I see Malina D. Thank you. One of my questions Because like you said repeatedly, there's so much more information about each of these, and I've been really enjoying reading Pema Children and several other commentaries. And I'm kind of curious, in your perspective from having worked with them longer and probably read many of the different voices, if as you go along, maybe... make comments about if there are specific sources because I don't know just saying look up on the internet that feels a little scary to me anyway I'm just kind of curious who voice has really touched you especially maybe if specific slogans have resonated with certain teachers or writers would be helpful

[42:19]

to our independent research. Thank you very much for your question. I think what I do notice that a lot of people at Zen Center right now are reading Norman Fisher's book, and they're finding that very, very supportive. And he, I mean, Norman has so much background. He's a poet. His language is beautiful. So I think a lot of people are finding his commentary very helpful.
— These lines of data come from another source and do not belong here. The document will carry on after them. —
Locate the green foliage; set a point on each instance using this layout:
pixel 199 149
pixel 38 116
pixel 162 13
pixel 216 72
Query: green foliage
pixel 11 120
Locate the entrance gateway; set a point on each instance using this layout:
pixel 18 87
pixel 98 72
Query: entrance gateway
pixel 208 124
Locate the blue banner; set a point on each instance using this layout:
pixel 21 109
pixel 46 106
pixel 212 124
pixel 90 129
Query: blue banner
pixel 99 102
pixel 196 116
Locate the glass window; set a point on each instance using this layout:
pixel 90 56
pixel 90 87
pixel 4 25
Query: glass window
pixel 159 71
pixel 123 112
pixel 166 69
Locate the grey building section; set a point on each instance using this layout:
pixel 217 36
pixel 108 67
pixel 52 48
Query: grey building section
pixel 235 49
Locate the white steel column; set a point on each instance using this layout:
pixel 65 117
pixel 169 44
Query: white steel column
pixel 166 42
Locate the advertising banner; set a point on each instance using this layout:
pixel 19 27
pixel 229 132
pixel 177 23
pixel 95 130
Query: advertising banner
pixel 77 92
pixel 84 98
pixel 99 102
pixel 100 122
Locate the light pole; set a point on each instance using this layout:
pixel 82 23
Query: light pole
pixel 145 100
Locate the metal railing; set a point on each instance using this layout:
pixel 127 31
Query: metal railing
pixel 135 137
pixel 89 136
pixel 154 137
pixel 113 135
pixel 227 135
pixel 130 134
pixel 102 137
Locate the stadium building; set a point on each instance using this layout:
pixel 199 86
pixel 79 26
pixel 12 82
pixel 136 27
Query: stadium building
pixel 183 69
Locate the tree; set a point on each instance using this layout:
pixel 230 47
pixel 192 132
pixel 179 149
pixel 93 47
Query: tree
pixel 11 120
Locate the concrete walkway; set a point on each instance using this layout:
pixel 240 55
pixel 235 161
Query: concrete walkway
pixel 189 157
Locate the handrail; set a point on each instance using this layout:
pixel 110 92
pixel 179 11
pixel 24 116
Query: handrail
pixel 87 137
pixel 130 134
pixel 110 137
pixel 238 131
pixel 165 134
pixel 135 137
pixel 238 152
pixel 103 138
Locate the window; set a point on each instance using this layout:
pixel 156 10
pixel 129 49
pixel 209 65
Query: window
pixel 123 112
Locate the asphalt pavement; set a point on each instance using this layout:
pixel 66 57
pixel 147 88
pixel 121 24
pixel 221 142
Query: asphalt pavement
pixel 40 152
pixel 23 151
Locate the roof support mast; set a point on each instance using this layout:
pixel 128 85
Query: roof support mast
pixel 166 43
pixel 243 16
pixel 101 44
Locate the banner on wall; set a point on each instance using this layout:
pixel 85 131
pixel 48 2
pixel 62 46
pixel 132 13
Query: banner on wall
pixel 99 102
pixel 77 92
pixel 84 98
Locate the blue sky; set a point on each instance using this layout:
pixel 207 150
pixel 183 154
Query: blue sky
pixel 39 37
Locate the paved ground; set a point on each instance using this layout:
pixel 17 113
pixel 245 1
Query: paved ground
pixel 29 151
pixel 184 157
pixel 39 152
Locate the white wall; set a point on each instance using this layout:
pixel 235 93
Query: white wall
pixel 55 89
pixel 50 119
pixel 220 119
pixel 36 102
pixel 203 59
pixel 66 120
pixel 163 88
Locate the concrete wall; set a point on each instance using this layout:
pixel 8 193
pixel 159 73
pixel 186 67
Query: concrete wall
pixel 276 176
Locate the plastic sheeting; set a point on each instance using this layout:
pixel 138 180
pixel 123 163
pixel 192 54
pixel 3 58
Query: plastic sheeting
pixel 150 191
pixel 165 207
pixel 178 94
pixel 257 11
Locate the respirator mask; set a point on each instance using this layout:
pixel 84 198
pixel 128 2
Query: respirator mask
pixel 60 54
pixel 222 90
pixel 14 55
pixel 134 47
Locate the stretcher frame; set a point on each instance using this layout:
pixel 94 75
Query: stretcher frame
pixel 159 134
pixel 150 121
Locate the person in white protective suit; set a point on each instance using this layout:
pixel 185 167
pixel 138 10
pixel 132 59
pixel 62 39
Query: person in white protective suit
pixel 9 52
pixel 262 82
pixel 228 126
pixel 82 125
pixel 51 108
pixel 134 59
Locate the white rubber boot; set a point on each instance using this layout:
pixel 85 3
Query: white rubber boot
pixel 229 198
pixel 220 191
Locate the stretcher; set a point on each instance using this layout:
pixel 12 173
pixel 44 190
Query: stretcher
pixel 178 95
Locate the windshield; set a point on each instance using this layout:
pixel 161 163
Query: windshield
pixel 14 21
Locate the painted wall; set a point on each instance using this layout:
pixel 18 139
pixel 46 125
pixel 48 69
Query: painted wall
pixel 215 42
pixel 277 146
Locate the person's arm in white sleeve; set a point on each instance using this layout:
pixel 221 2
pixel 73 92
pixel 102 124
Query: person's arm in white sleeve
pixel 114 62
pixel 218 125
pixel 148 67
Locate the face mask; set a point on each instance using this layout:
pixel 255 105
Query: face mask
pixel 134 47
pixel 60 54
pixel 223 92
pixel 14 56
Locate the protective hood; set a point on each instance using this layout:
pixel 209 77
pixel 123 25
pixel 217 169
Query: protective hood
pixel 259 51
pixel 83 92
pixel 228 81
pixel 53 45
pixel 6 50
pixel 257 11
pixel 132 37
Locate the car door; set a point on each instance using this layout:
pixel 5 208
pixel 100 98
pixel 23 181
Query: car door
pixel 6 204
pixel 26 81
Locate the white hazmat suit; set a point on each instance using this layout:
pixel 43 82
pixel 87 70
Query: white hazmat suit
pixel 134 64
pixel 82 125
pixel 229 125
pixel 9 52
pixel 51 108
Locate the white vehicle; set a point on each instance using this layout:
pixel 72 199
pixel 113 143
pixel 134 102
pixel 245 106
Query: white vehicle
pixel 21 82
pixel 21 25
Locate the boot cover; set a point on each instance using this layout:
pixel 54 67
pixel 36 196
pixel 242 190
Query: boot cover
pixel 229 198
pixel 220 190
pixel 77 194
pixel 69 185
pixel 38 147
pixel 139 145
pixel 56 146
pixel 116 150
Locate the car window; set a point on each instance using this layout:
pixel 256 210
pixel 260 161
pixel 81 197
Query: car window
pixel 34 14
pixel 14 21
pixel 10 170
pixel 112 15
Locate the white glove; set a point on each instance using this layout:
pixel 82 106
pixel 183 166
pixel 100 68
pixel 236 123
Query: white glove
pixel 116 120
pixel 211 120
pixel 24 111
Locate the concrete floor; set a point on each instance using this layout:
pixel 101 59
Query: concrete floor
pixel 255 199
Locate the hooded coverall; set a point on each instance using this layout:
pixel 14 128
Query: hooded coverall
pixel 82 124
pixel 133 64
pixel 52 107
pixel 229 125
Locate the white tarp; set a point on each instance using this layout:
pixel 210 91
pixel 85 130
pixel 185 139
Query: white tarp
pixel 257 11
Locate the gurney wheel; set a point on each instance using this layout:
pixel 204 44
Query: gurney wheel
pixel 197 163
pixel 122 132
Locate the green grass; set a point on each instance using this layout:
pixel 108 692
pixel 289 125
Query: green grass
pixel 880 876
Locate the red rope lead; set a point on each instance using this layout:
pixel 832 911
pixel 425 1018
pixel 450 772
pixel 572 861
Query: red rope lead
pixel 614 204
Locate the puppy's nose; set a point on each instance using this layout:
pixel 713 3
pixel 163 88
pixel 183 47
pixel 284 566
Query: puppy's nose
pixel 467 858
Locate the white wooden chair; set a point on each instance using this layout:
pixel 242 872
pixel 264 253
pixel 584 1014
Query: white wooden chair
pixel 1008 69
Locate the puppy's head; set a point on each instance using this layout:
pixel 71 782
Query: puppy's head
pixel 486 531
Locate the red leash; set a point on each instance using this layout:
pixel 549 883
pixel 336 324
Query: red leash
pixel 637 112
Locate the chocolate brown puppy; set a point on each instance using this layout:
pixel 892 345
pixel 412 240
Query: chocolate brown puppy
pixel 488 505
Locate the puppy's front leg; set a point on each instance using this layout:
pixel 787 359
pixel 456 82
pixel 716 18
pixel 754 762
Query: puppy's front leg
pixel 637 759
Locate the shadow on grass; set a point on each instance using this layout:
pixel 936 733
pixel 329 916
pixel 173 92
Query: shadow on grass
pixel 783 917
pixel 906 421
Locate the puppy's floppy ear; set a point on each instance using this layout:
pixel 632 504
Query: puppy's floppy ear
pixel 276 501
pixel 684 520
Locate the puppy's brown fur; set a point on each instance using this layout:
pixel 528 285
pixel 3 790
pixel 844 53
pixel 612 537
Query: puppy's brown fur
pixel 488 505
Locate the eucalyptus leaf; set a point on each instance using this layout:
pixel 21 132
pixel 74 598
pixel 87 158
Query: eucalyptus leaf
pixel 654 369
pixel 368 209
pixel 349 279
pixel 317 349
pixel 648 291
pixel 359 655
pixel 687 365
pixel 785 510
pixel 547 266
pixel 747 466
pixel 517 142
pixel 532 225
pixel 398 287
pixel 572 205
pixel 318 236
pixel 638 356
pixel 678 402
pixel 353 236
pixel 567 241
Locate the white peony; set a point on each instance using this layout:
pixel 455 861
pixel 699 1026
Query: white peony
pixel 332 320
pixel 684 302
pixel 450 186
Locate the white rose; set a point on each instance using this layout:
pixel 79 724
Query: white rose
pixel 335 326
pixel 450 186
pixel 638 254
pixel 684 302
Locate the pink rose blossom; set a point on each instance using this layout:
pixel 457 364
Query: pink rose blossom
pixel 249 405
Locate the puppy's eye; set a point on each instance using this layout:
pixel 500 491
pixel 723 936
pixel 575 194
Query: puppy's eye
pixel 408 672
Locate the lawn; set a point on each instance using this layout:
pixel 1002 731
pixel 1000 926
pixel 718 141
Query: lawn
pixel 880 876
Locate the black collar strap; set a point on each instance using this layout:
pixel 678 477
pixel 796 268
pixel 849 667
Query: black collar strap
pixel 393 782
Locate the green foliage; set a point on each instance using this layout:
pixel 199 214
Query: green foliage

I think one of the places that I found very helpful was a couple of years ago, Pema Chodron came out with their box of slogan cards. I think they're a second edition. So I have an older edition of hers that I've had for maybe 10 years. And I think she came out with a new edition that has slightly different translation on the back of each slogan. Those I think were very good and very, very helpful.

[43:22]

If you're looking for something particular to study in terms of like the slogan and the commentary, not too much information, but just like touching out on each one, that's a great place to start, I would think. I found them accessible. I found them not too theoretical. not too, um, historically Buddhist, you know, they're not, uh, uh, yeah, she tries to put them in everyday language that's very accessible. And I think that it's, they're, they're wonderful actually. Is that helpful? Yeah. I actually like a little deeper, but thank you for that. And I'll keep fishing. Okay. I can make one other suggestion if you'd like something a little deeper. I got a hold of this book, and it's The Practice of Lojong, Cultivating Compassion Through Training in the Mind.

[44:28]

And I can put that as a bibliography. You can't really see it. Well, I just got it, so thank you. That's a really good one as well. I've enjoyed that one a lot. And that, I... He has a slightly different approach. And so try that one out and you can get back to me about how you like that one. Thank you very much. So Koto, I think that brings us to 8.30. It does. For everyone, we'll close with the... Closing chant, that will appear in your chat box in just a moment. We'll give that a second to show up, and then we can chant together to close. And there it is. May our intention equally extend to every being and place with the true merit of Buddha's way.

[45:39]

Things are numberless, I vow to save them. Delusions are inexhaustible, I vow to end them. Dharma gates are boundless, I vow to enter them. Buddha's way is unsurpassable, I vow to become it. Thank you very much. Good night. Thank you. Good night, Nancy.

[47:10]

And Miles, of course. Good night, Miles. Good night, everybody else.